Peut-être disait-il vrai quand il affirmait qu’il n’y avait plus de
place pour eux à l’auberge? Cela peut arriver après tout…
Peut
être cet aubergiste était-il trop affairé pour s’apercevoir que
Marie était enceinte? Peut-être était-il trop préoccupé pour
accepter de loger de jeunes étrangers incertains? Quoiqu’il en soit,
le pauvre homme, en fermant sa porte à un couple inconnu, restera à
jamais comme “celui qui n’a pas su accueillir”.
Ce
jugement est peut être injuste. Cet aubergiste était peut-être d’une
grande générosité, mais, cette nuit-là, il n’a pas su faire place
dans son emploi du temps et dans sa maison à des gens qu'il ne
connaissait ni d'Eve ni d'Adam.
Alors que
d’aucuns, la nuit de Noël, font chanter les anges dans les cieux et
dans nos campagnes, Joseph et Marie, contraints de squatter une
bergerie pour passer la nuit, étaient logés à l'enseigne des enfants
parisiens de Don Quichotte. Entre le bœuf et l'âne gris, l'ambiance
n'était pas celle d'un concert de Noël! Elle me rappelle plutôt une
chanson de Fairûz, superbe voix libanaise connue dans tout le monde
arabe, dans laquelle, précisément, la naissance de Jésus n’est pas
évoquée comme un jour de fête: “L’enfant est dans la grotte/ Avec
sa mère Maryam/ Et leurs deux visages pleurent.” Je pense aussi
à cette coutume de Noël encore vivace en Bolivie où le 24 décembre,
après les douze coups de minuit, les adultes se placent devant la
crèche et interpellent l'enfant Jésus à propos de tous les malheurs
qui s’abattent sur eux pendant l’année. Et si c'était cela que Dieu
voulait entendre, commente Gabriel Ringlet dans son “Eloge de la
fragilité”(1)? Pourquoi ne puis-je pas posséder la
terre sur laquelle je travaille se disent tant de paysans à travers
le monde? Pourquoi les enfants de Palestine n'ont toujours pas de
patrie? Pourquoi tant de prisonniers d'opinion restent-ils en
prison? Pourquoi tant de sans-abri, de sans travail, de personnes
déplacées? Pourquoi tant de solitudes?
Noël est là. Et
tout est lumière. Les guirlandes s’illuminent, envahissent les
jardins et décorent les salons. On a envie de dire, au milieu de
l'hiver: “Noël est là! Le monde devient plus clair”. C'est la trêve.

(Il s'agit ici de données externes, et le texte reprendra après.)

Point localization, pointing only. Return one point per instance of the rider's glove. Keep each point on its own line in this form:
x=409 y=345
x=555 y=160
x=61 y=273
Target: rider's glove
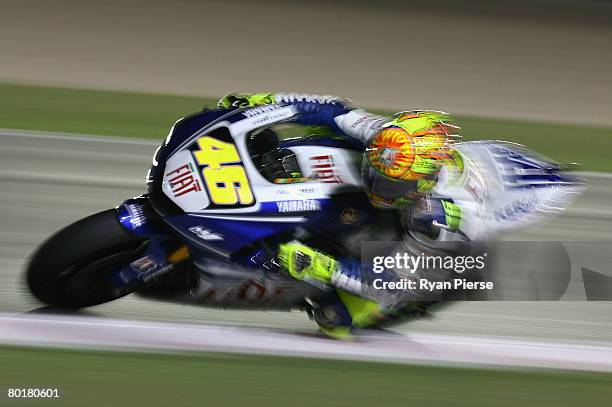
x=430 y=214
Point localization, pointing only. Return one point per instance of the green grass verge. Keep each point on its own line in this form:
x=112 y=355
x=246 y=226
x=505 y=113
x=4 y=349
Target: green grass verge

Tous veulent faire la paix.
Rassemblés pour
la fête, autour des cadeaux, on a envie de dire: “Noël est là ! Le
monde est plus chaleureux”. Tout s'apaise. C'est le temps du
partage. Au milieu des difficultés, on a envie de dire : “Noël est
là. Le monde est plus généreux”.
Mais tout se
complique lorsque nous écoutons les comptes-rendus impitoyables de
l’actualité d'hier et d'aujourd'hui. Comment fêter la lumière, la
paix, la fraternité dans un monde où il reste tant de zones
d’incertitudes? Et pourtant, les fêtes et les rêves ne sont pas des
mensonges: “Nous avons besoin d'anges pour braver le sens commun”
écrivait Colette Nys-Masure dans sa “Célébration de Noël”.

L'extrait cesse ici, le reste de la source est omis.